Hybrid VCSEL modules with integrated amorphous silicon power monitors

We present a novel optoelectronic package incorporating Vertical-Cavity Surface-Emitting Laser (VCSEL) arrays with built-in power monitors. The power monitor consists of a thin film amorphous silicon p-i-n photodetector that is fabricated on glass. Sets of micro-machined springs for electrical contacting are also fabricated in the same process on the same glass substrate. The springs are made by sputtering, masking, and releasing a stress-engineered conductive thin film. The stress-engineered film is patterned into electrical routing wires whose ends curl up into compliant springs when released from the substrate. Hybrid packages are formed by pressing the micro-machined springs against individual contact pads of the GaAs VCSEL array in a flip-chip assembly process. The power monitor is designed so it lies directly in front of the laser array in the path of the light after module assembly. Although only about 2% of the laser power is absorbed by the sensor, a large signal to noise ratio is retained because of the sensor’s extremely low dark current. Our typical laser output powers of about 1 mW at wavelengths of 811 nm produces power monitor photocurrents of 0.5 to 1 μA, which, for our detectors, correspond to dynamic ranges of over five orders of magnitude.

High-density optoelectronic interconnect using micromachined spring arrays

We report on a novel flip-chip packaging technology capable of interconnecting devices packed at very high density. The process utilizes micro-machined cantilevers for establishing electrical contact, where package assembly is performed at room temperature without solder. The cantilevers, called micro-springs, are fabricated by sputtering, masking, and releasing a stress-engineered conductive thin film on a quartz substrate. The film is patterned into electrical routing wires whose ends are released from the substrate. Upon release, the film stress forces the ends to curl up into compliant springs. Packages are formed by pressing the micro-springs against a set of device contact pads, much like probing pads using tungsten needle probes. The connections between springs and contact pads are anchored by an encapsulating acrylic adhesive. We utilize this packaging technology to interconnect 200-element arrays of independently addressable VCSELs with 4 micrometer-wide pads on 6 micrometer pitch to silicon CMOS driver chips with equally dense output lines. Tests show the technology produces good contacts with excellent robustness.

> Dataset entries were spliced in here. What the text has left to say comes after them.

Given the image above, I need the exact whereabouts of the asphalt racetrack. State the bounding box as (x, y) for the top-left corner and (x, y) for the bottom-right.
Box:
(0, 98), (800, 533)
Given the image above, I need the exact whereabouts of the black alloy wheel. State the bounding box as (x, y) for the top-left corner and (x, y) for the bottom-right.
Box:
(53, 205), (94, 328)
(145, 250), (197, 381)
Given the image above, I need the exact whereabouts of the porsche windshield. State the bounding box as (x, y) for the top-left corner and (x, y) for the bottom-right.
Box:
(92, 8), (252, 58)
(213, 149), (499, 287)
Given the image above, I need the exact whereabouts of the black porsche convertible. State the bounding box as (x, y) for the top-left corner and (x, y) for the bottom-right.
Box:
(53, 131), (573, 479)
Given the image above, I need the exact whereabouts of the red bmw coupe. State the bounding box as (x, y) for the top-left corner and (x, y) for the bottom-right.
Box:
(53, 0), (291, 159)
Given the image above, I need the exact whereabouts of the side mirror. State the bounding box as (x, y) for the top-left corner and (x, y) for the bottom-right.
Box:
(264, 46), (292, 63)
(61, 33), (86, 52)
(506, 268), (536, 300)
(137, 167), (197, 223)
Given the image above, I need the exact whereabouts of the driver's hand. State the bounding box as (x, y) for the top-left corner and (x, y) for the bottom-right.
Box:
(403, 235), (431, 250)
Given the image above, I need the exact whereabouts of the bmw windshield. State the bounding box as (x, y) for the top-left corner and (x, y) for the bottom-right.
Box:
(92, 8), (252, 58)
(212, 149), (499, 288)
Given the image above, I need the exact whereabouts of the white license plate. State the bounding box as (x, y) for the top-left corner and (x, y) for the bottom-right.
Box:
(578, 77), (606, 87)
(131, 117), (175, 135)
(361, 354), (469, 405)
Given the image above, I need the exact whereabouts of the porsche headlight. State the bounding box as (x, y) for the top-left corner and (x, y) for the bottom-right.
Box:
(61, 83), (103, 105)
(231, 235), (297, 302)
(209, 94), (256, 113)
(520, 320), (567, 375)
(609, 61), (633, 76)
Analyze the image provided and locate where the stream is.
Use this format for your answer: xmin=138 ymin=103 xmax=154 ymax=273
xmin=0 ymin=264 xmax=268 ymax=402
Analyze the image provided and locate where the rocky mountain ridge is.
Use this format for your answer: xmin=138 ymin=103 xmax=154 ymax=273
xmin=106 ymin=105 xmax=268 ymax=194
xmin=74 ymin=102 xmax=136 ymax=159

Densely packed surface-emitting laser arrays for printing applications

We report on our efforts to develop a laser printbar consisting of a very dense array of independently addressable laterally-oxidized top-emitting VCSELs. In order to maintain wafer planarity for easy electrical routing, the buried oxidation layer in our structure is accessed through small via holes instead of a more typical mesa etch. Unlike most VCSELs, our devices utilize transparent indium-tin- oxide top contacts that allow for a more compact device design. The 200-element array we fabricated has a linear density of one device every 3 micrometers .

Laterally oxidized vertical-cavity lasers with stable polarization

We disclose a method of eliminating the polarization instability in laterally-oxidized vertical-cavity surface- emitting lasers. By employing an appropriately-shaped device aperture, we are able to make the lasers operate in a single polarization direction through their entire L-I curve.